Dubai: Damac Properties recorded a sharp decline (46 per cent) in nine-month revenues to Dh2.8 billion from Dh5.2 billion. Net profit was down to Dh133 million from Dh1.1 billion a year ago, a drop of almost 88 per cent.
Booked sales remain healthy, at Dh2.4 billion, in a challenging environment for offplan sales. Last year, this was at Dh3.2 billion.
In a statement, Hussain Sajwani, Chairman of Damac, said: “We fully support the government’s focus on the need for stability and balance in the real estate market through the establishment of the Higher Committee for Real Estate Planning. I am confident that the economy will benefit from efficient urban planning as a result, and that the real estate sector will see real value addition from progressive steps such as these.”
In recent weeks, Sajwani had been vocal about the need to fix the “oversupply” situation in the Dubai property market. He had suggested a freeze on all offplan launches for a minimum of one to two years, during which time the market can rebalance demand and supply.

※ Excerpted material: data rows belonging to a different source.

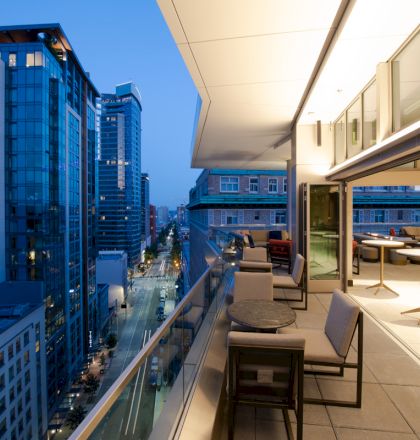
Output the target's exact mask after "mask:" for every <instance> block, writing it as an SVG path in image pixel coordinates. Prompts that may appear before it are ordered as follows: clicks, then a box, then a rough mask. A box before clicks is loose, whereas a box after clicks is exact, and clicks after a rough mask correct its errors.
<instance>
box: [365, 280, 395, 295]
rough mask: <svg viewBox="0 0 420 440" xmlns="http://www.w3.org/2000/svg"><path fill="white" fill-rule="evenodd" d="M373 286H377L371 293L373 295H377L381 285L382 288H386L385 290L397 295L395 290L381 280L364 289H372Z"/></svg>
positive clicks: (373, 287)
mask: <svg viewBox="0 0 420 440" xmlns="http://www.w3.org/2000/svg"><path fill="white" fill-rule="evenodd" d="M374 287H377V289H376V290H375V292H374V293H373V294H374V295H377V294H378V292H379V290H380V289H381V287H383V288H384V289H387V290H389V291H390V292H392V293H393V294H394V295H397V296H399V295H398V293H397V292H396V291H395V290H393V289H391V288H390V287H389V286H387V285H386V284H385V283H383V282H380V283H378V284H374V285H373V286H368V287H366V289H373V288H374Z"/></svg>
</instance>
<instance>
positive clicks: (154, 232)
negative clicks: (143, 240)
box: [150, 204, 157, 243]
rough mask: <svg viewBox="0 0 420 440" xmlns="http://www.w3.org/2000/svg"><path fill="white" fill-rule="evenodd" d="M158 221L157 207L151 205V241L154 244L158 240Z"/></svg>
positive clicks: (150, 227) (150, 213) (150, 235)
mask: <svg viewBox="0 0 420 440" xmlns="http://www.w3.org/2000/svg"><path fill="white" fill-rule="evenodd" d="M156 220H157V218H156V206H155V205H152V204H150V240H151V242H152V243H156V239H157V232H156Z"/></svg>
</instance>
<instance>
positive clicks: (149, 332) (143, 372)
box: [133, 330, 152, 435]
mask: <svg viewBox="0 0 420 440" xmlns="http://www.w3.org/2000/svg"><path fill="white" fill-rule="evenodd" d="M146 331H147V330H146ZM151 332H152V330H149V339H150V336H151ZM148 359H149V358H148V357H147V358H146V362H145V363H144V369H143V377H142V378H141V386H140V392H139V401H138V404H137V409H136V417H135V419H134V425H133V435H134V431H135V430H136V425H137V417H138V415H139V410H140V402H141V395H142V394H143V386H144V376H145V375H146V367H147V360H148Z"/></svg>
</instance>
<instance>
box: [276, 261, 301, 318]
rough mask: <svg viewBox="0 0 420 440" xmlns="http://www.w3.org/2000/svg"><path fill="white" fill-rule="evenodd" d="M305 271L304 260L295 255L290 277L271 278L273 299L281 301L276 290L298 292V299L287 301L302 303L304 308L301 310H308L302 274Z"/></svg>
mask: <svg viewBox="0 0 420 440" xmlns="http://www.w3.org/2000/svg"><path fill="white" fill-rule="evenodd" d="M304 270H305V258H304V257H302V255H300V254H297V255H296V259H295V263H294V264H293V271H292V274H291V275H274V276H273V287H274V299H276V300H280V299H283V298H281V296H280V292H279V291H278V290H276V289H292V290H300V298H299V299H288V298H286V299H287V301H293V302H303V303H304V307H303V308H302V310H307V308H308V292H307V290H306V289H305V288H304V276H303V273H304Z"/></svg>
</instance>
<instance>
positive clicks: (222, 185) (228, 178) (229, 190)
mask: <svg viewBox="0 0 420 440" xmlns="http://www.w3.org/2000/svg"><path fill="white" fill-rule="evenodd" d="M220 192H239V177H225V176H222V177H220Z"/></svg>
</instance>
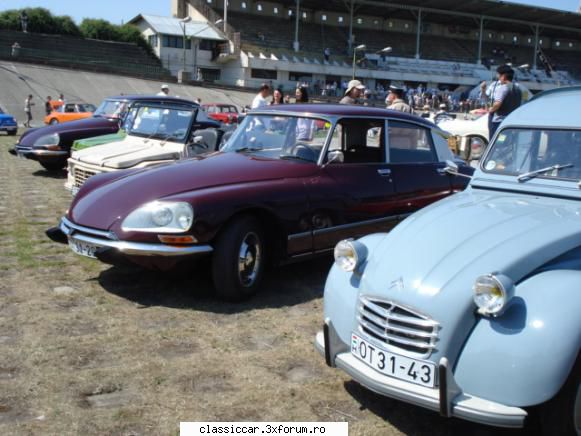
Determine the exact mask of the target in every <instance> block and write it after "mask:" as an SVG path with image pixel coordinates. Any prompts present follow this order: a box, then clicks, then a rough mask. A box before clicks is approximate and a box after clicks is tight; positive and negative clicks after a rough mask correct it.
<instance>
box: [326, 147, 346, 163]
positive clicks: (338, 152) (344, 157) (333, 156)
mask: <svg viewBox="0 0 581 436" xmlns="http://www.w3.org/2000/svg"><path fill="white" fill-rule="evenodd" d="M333 162H339V163H343V162H345V155H344V154H343V152H342V151H340V150H332V151H330V152H328V153H327V162H326V163H325V166H327V165H329V164H332V163H333Z"/></svg>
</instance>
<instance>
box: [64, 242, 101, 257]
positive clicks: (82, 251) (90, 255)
mask: <svg viewBox="0 0 581 436" xmlns="http://www.w3.org/2000/svg"><path fill="white" fill-rule="evenodd" d="M69 247H70V248H71V250H73V251H74V252H75V253H77V254H80V255H81V256H87V257H91V258H93V259H96V258H97V257H96V256H95V251H97V248H99V247H98V246H97V245H93V244H89V243H87V242H83V241H79V240H77V239H74V238H69Z"/></svg>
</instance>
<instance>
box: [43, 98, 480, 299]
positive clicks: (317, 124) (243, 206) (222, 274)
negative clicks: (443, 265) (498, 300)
mask: <svg viewBox="0 0 581 436" xmlns="http://www.w3.org/2000/svg"><path fill="white" fill-rule="evenodd" d="M450 159H453V155H452V153H451V152H450V150H449V149H448V146H447V134H446V133H445V132H443V131H442V130H440V129H439V128H438V127H437V126H436V125H435V124H433V123H431V122H429V121H425V120H423V119H421V118H419V117H416V116H412V115H407V114H403V113H401V112H394V111H389V110H386V109H374V108H367V107H356V106H344V105H292V106H290V105H289V106H285V108H284V110H276V109H274V108H265V109H261V110H259V111H254V112H252V113H250V114H249V115H248V116H247V117H246V118H245V119H244V121H243V123H242V124H241V125H240V127H239V128H238V129H237V130H236V131H235V132H234V134H233V135H232V136H231V138H230V139H229V141H228V142H227V143H226V145H225V146H224V147H223V148H222V150H221V151H219V152H214V153H211V154H207V155H203V156H199V157H196V158H193V159H188V160H184V161H179V162H177V163H175V164H172V165H164V166H160V167H156V168H152V169H149V170H146V171H142V170H137V171H118V172H115V173H110V174H102V175H98V176H95V177H92V178H91V179H89V180H88V181H87V182H86V183H85V184H84V185H83V187H82V188H81V189H80V191H79V192H78V194H77V196H76V197H75V199H74V201H73V203H72V205H71V207H70V208H69V211H68V212H67V214H66V216H64V217H63V218H62V220H61V222H60V224H59V226H58V227H55V228H53V229H49V230H48V231H47V235H48V236H49V237H50V238H51V239H53V240H55V241H58V242H62V243H68V244H69V245H70V247H71V249H72V250H73V251H75V252H76V253H78V254H81V255H84V256H89V257H94V258H97V259H99V260H101V261H103V262H106V263H111V264H118V263H124V262H127V261H129V262H132V263H134V264H139V265H142V266H145V267H150V268H161V269H168V268H171V267H173V266H175V265H176V264H177V263H178V262H180V261H186V262H191V261H192V260H193V258H197V257H200V256H211V257H212V271H213V279H214V284H215V288H216V292H217V294H218V295H219V296H220V297H222V298H225V299H231V300H239V299H243V298H245V297H248V296H250V295H252V294H253V293H254V292H255V291H256V290H257V288H258V286H259V283H260V281H261V278H262V276H263V273H264V269H265V265H266V263H267V262H268V263H271V262H275V263H281V262H288V261H293V260H300V259H307V258H310V257H312V256H315V255H318V254H322V253H328V252H329V251H331V250H332V249H333V247H334V246H335V244H336V243H337V242H338V241H340V240H341V239H344V238H347V237H358V236H362V235H365V234H367V233H370V232H374V231H378V230H383V231H387V230H390V229H391V228H392V227H394V226H395V225H396V224H397V223H398V222H400V221H401V220H402V219H403V218H405V217H407V216H408V215H409V214H411V213H412V212H414V211H416V210H418V209H420V208H421V207H423V206H426V205H428V204H430V203H432V202H434V201H436V200H439V199H441V198H443V197H446V196H448V195H450V194H452V193H453V192H455V191H459V190H462V189H464V187H465V186H466V179H464V178H461V177H458V176H452V175H448V174H446V173H445V172H444V171H443V168H444V167H445V166H446V163H445V162H446V161H447V160H448V161H449V160H450ZM460 171H462V172H464V173H466V174H472V169H471V168H470V167H468V166H466V165H464V164H462V163H461V164H460Z"/></svg>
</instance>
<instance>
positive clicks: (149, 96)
mask: <svg viewBox="0 0 581 436" xmlns="http://www.w3.org/2000/svg"><path fill="white" fill-rule="evenodd" d="M150 101H151V102H152V103H155V102H160V101H167V102H170V103H171V102H176V103H180V102H181V103H184V102H185V103H191V102H190V101H189V100H184V99H180V98H174V97H161V96H155V95H153V96H152V95H124V96H116V97H109V98H106V99H105V100H103V102H102V103H101V105H100V106H99V107H98V108H97V110H96V111H95V113H94V114H93V116H92V117H91V118H86V119H83V120H78V121H71V122H68V123H64V124H55V125H50V126H46V127H40V128H37V129H29V130H27V131H26V132H25V133H24V134H23V135H22V136H21V137H20V139H19V141H18V143H17V144H16V146H15V147H14V148H13V149H11V150H9V152H10V153H11V154H13V155H18V156H21V157H25V158H28V159H32V160H36V161H38V162H39V163H40V164H41V165H42V166H43V167H44V168H45V169H47V170H60V169H62V168H65V167H66V165H67V159H68V158H69V156H70V154H71V147H72V144H73V142H74V141H76V140H78V139H84V138H92V137H94V136H100V135H107V134H110V133H116V132H117V131H118V130H119V129H120V128H121V127H123V121H124V119H125V116H126V115H127V113H129V111H128V110H129V108H130V106H131V105H132V104H134V103H137V102H144V103H145V102H150ZM206 127H219V123H216V122H214V121H212V120H208V118H207V117H206V116H204V117H203V120H202V119H201V120H200V122H199V126H198V127H196V128H199V129H203V128H206Z"/></svg>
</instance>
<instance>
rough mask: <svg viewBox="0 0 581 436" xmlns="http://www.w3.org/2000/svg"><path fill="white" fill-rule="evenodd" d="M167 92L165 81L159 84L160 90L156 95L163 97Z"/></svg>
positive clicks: (167, 86)
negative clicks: (160, 89) (160, 85)
mask: <svg viewBox="0 0 581 436" xmlns="http://www.w3.org/2000/svg"><path fill="white" fill-rule="evenodd" d="M168 94H169V85H166V84H165V83H164V84H163V85H161V91H159V92H158V93H157V95H159V96H161V97H165V96H166V95H168Z"/></svg>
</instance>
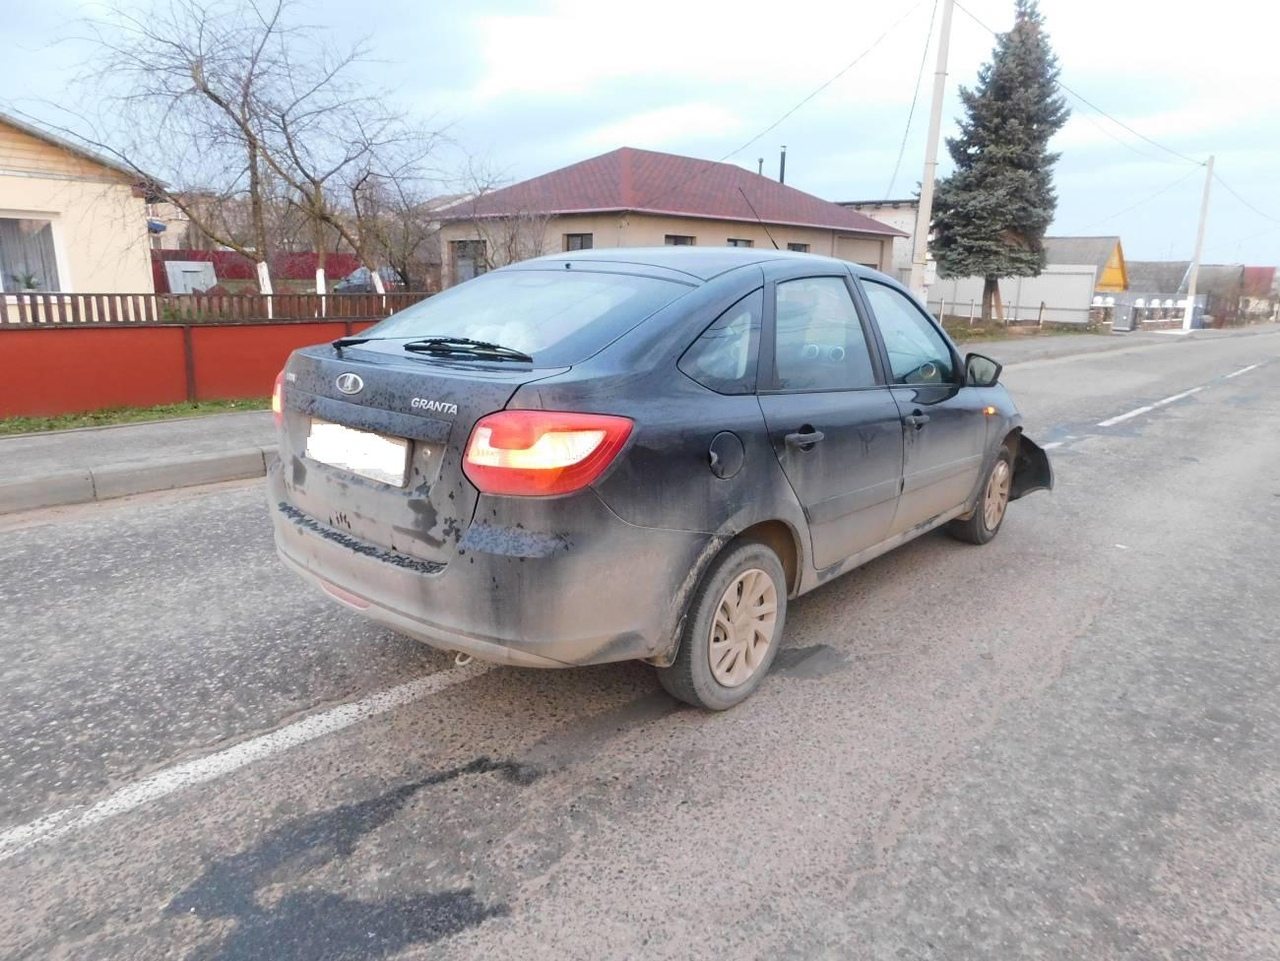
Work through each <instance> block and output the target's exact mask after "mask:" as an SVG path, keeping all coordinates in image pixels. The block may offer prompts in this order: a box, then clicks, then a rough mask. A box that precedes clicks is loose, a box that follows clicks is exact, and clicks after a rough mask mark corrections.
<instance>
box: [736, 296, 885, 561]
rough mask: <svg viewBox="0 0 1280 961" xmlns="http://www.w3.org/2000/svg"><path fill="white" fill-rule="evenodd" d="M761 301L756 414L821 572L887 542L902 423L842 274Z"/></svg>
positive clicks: (877, 361)
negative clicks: (822, 569)
mask: <svg viewBox="0 0 1280 961" xmlns="http://www.w3.org/2000/svg"><path fill="white" fill-rule="evenodd" d="M765 303H767V307H765V335H764V340H763V349H762V357H760V390H759V398H760V407H762V409H763V411H764V421H765V425H767V427H768V431H769V440H771V443H772V445H773V450H774V453H776V454H777V458H778V462H780V463H781V466H782V470H783V472H785V473H786V476H787V480H788V481H790V484H791V488H792V489H794V490H795V494H796V496H797V499H799V500H800V504H801V505H803V507H804V512H805V517H806V518H808V522H809V539H810V548H812V552H813V563H814V567H815V568H818V569H822V568H826V567H831V566H832V564H836V563H840V562H841V560H844V559H845V558H847V557H850V555H852V554H856V553H859V552H860V550H865V549H867V548H870V546H874V545H876V544H879V543H881V541H882V540H884V537H886V536H888V530H890V525H891V523H892V521H893V514H895V507H896V502H897V494H899V488H900V486H901V480H902V427H901V416H900V413H899V409H897V406H896V403H895V401H893V397H892V394H891V393H890V390H888V388H887V386H886V384H884V377H883V372H882V371H881V363H879V358H878V354H877V352H876V351H874V348H873V345H872V340H870V334H869V331H868V328H867V325H865V324H864V321H863V317H861V316H860V315H859V311H858V307H856V306H855V301H854V296H852V288H851V278H850V276H849V275H847V274H836V273H835V271H833V273H832V274H828V275H820V276H799V278H792V279H780V280H778V282H777V283H774V284H771V285H769V288H768V292H767V298H765Z"/></svg>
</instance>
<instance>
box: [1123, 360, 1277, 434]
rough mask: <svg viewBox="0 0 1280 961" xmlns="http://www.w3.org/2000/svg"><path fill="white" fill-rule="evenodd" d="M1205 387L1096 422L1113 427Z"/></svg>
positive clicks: (1252, 363)
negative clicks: (1103, 420) (1120, 414)
mask: <svg viewBox="0 0 1280 961" xmlns="http://www.w3.org/2000/svg"><path fill="white" fill-rule="evenodd" d="M1261 366H1262V365H1261V363H1251V365H1249V366H1248V367H1242V369H1240V370H1238V371H1235V372H1234V374H1228V375H1226V377H1224V380H1226V379H1228V377H1238V376H1240V375H1242V374H1248V372H1249V371H1251V370H1253V369H1254V367H1261ZM1206 386H1207V385H1204V384H1201V385H1199V386H1193V388H1192V389H1190V390H1184V392H1183V393H1180V394H1174V395H1172V397H1166V398H1164V399H1161V401H1156V402H1155V403H1149V404H1147V406H1146V407H1138V408H1137V409H1133V411H1126V412H1125V413H1121V415H1120V416H1119V417H1108V418H1107V420H1105V421H1098V426H1100V427H1111V426H1115V425H1116V424H1120V422H1121V421H1126V420H1129V418H1130V417H1138V416H1140V415H1143V413H1151V412H1152V411H1155V409H1156V408H1157V407H1164V406H1165V404H1171V403H1172V402H1174V401H1181V399H1183V398H1184V397H1190V395H1192V394H1198V393H1199V392H1201V390H1203V389H1204V388H1206Z"/></svg>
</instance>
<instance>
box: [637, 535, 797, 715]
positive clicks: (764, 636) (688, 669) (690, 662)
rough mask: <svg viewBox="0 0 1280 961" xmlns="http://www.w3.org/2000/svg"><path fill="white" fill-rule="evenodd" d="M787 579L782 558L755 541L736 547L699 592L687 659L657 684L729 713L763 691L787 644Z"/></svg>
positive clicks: (693, 609) (690, 625) (720, 559)
mask: <svg viewBox="0 0 1280 961" xmlns="http://www.w3.org/2000/svg"><path fill="white" fill-rule="evenodd" d="M786 614H787V581H786V575H785V573H783V571H782V563H781V562H780V560H778V557H777V554H774V553H773V552H772V550H769V549H768V548H767V546H764V545H763V544H756V543H754V541H748V543H744V544H740V545H737V546H733V548H730V549H728V550H726V552H724V553H723V554H722V555H721V557H719V558H717V560H716V563H714V564H712V568H710V569H709V571H708V572H707V576H705V577H704V578H703V582H701V584H700V585H699V586H698V590H696V591H695V594H694V600H692V604H691V605H690V613H689V618H687V621H686V622H685V631H684V633H682V636H681V640H680V653H678V654H676V660H675V663H672V665H671V667H668V668H658V679H659V681H660V682H662V686H663V687H666V688H667V691H668V694H671V695H672V696H673V697H676V699H678V700H681V701H685V703H686V704H692V705H695V706H698V708H707V709H708V710H727V709H730V708H732V706H733V705H735V704H740V703H741V701H744V700H746V699H748V697H749V696H750V694H751V692H753V691H754V690H755V688H756V687H759V686H760V681H763V679H764V676H765V673H768V671H769V664H772V663H773V656H774V655H776V654H777V650H778V645H780V644H781V641H782V627H783V623H785V621H786Z"/></svg>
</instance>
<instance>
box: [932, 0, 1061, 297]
mask: <svg viewBox="0 0 1280 961" xmlns="http://www.w3.org/2000/svg"><path fill="white" fill-rule="evenodd" d="M1057 75H1059V67H1057V58H1056V56H1053V51H1052V49H1051V47H1050V44H1048V36H1047V35H1046V32H1044V20H1043V18H1042V17H1041V13H1039V9H1038V6H1037V0H1016V14H1015V19H1014V27H1012V29H1010V31H1009V32H1007V33H1001V35H1000V36H998V37H997V40H996V49H995V51H993V52H992V59H991V63H989V64H986V65H984V67H983V68H982V70H980V72H979V73H978V86H977V88H974V90H969V88H965V87H961V88H960V100H961V101H963V104H964V107H965V118H964V119H963V120H960V136H959V137H954V138H947V150H948V151H950V154H951V159H952V160H954V161H955V171H954V173H952V174H951V175H950V177H947V178H943V179H941V180H938V186H937V195H936V200H934V207H933V241H932V243H931V250H932V251H933V257H934V260H936V261H937V265H938V273H940V274H941V275H942V276H982V278H986V284H984V288H983V297H982V319H983V320H991V316H992V305H993V302H995V299H996V294H997V292H998V287H997V283H998V280H1000V278H1004V276H1037V275H1038V274H1039V273H1041V270H1042V269H1043V266H1044V232H1046V230H1047V229H1048V225H1050V223H1051V221H1052V219H1053V210H1055V209H1056V206H1057V195H1056V193H1055V192H1053V174H1052V168H1053V164H1055V161H1056V160H1057V157H1059V155H1057V154H1052V152H1050V150H1048V142H1050V139H1051V138H1052V137H1053V134H1055V133H1057V132H1059V131H1060V129H1061V128H1062V124H1065V123H1066V118H1068V115H1069V113H1070V111H1069V110H1068V107H1066V101H1065V100H1064V99H1062V96H1061V95H1060V93H1059V91H1057Z"/></svg>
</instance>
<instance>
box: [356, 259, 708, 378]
mask: <svg viewBox="0 0 1280 961" xmlns="http://www.w3.org/2000/svg"><path fill="white" fill-rule="evenodd" d="M690 289H692V288H690V287H686V285H685V284H680V283H675V282H671V280H659V279H655V278H650V276H631V275H627V274H598V273H590V271H586V270H577V269H575V270H556V271H552V270H503V271H497V273H493V274H485V275H483V276H479V278H476V279H475V280H468V282H466V283H465V284H458V285H457V287H453V288H449V289H448V290H445V292H444V293H439V294H436V296H435V297H431V298H429V299H426V301H422V302H421V303H416V305H413V306H412V307H408V308H406V310H403V311H401V312H399V314H396V315H394V316H392V317H388V319H387V320H384V321H383V322H381V324H376V325H374V326H372V328H370V329H369V330H367V331H365V333H366V335H367V337H370V338H419V337H462V338H470V339H472V340H485V342H488V343H494V344H500V345H502V347H512V348H515V349H517V351H524V352H525V353H527V354H531V356H532V357H534V362H535V363H539V365H549V366H561V365H571V363H579V362H580V361H584V360H586V358H588V357H590V356H591V354H594V353H595V352H596V351H599V349H600V348H603V347H605V345H607V344H609V343H612V342H613V340H616V339H617V338H618V337H621V335H622V334H625V333H626V331H628V330H631V329H632V328H634V326H636V325H637V324H639V322H640V321H643V320H644V319H645V317H648V316H650V315H652V314H654V312H655V311H658V310H660V308H662V307H664V306H667V305H668V303H671V302H672V301H675V299H676V298H677V297H681V296H684V294H685V293H687V292H689V290H690Z"/></svg>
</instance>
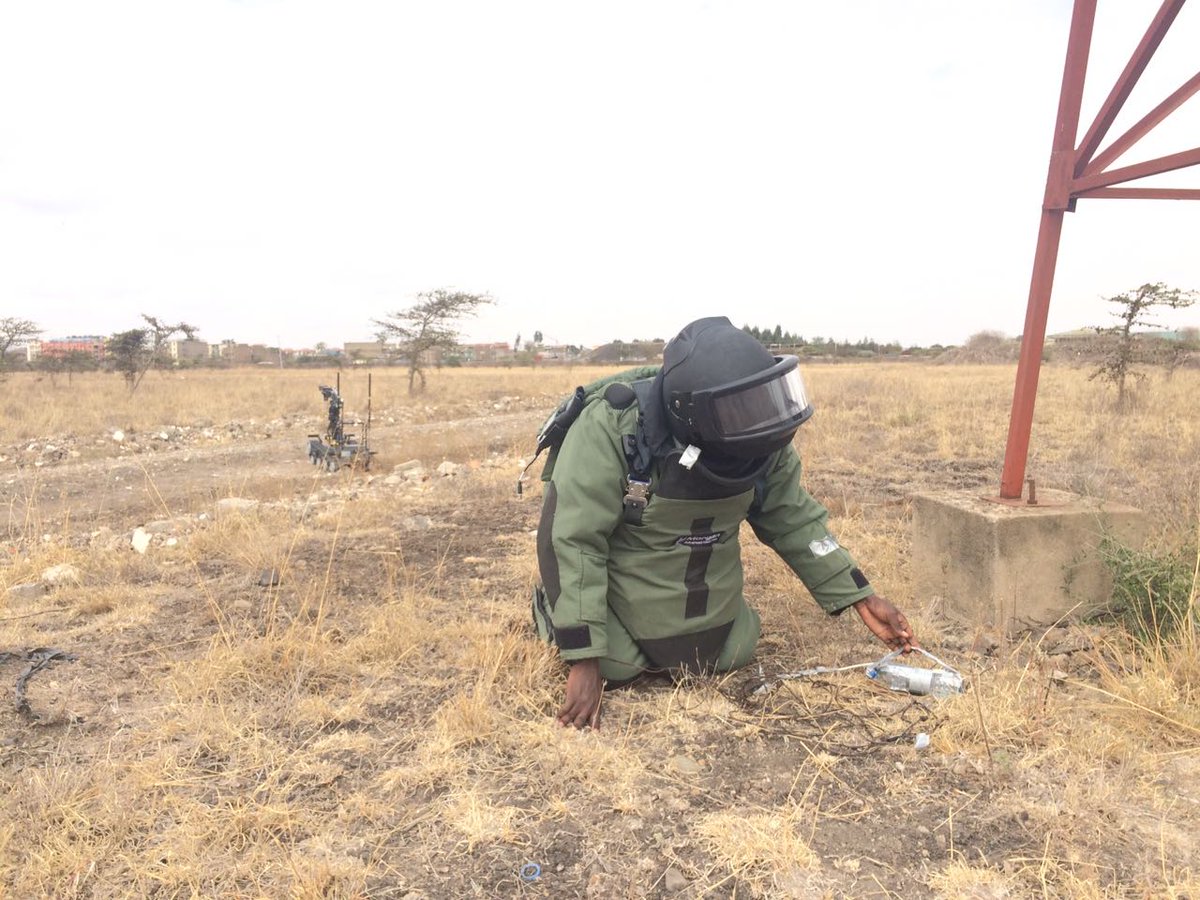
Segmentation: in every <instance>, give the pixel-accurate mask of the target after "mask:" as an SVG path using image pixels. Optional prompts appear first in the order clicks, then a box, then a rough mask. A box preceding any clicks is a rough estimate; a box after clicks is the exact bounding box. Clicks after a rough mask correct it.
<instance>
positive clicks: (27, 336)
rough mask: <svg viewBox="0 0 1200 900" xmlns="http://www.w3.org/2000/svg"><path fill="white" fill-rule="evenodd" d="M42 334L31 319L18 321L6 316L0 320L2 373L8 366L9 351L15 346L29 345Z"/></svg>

It is expected that the Higher Committee will soon start giving the general direction on finding solutions to some of the market issues.
Damac delivered 3,072 units in first nine months, which includes the first homes at the Akoya, its biggest project. It also completed other projects such as the Prive by DAMAC, Ghalia and Tower 108.
The developer keeps cutting into its debt obligations; it managed to remove Dh1.5 billion since September 2018 and bring the gross debt to Dh4 billion. Cash and bank balances were at Dh5 billion, while the value of development properties were Dh10 billion. Assets totalled Dh24.5 billion.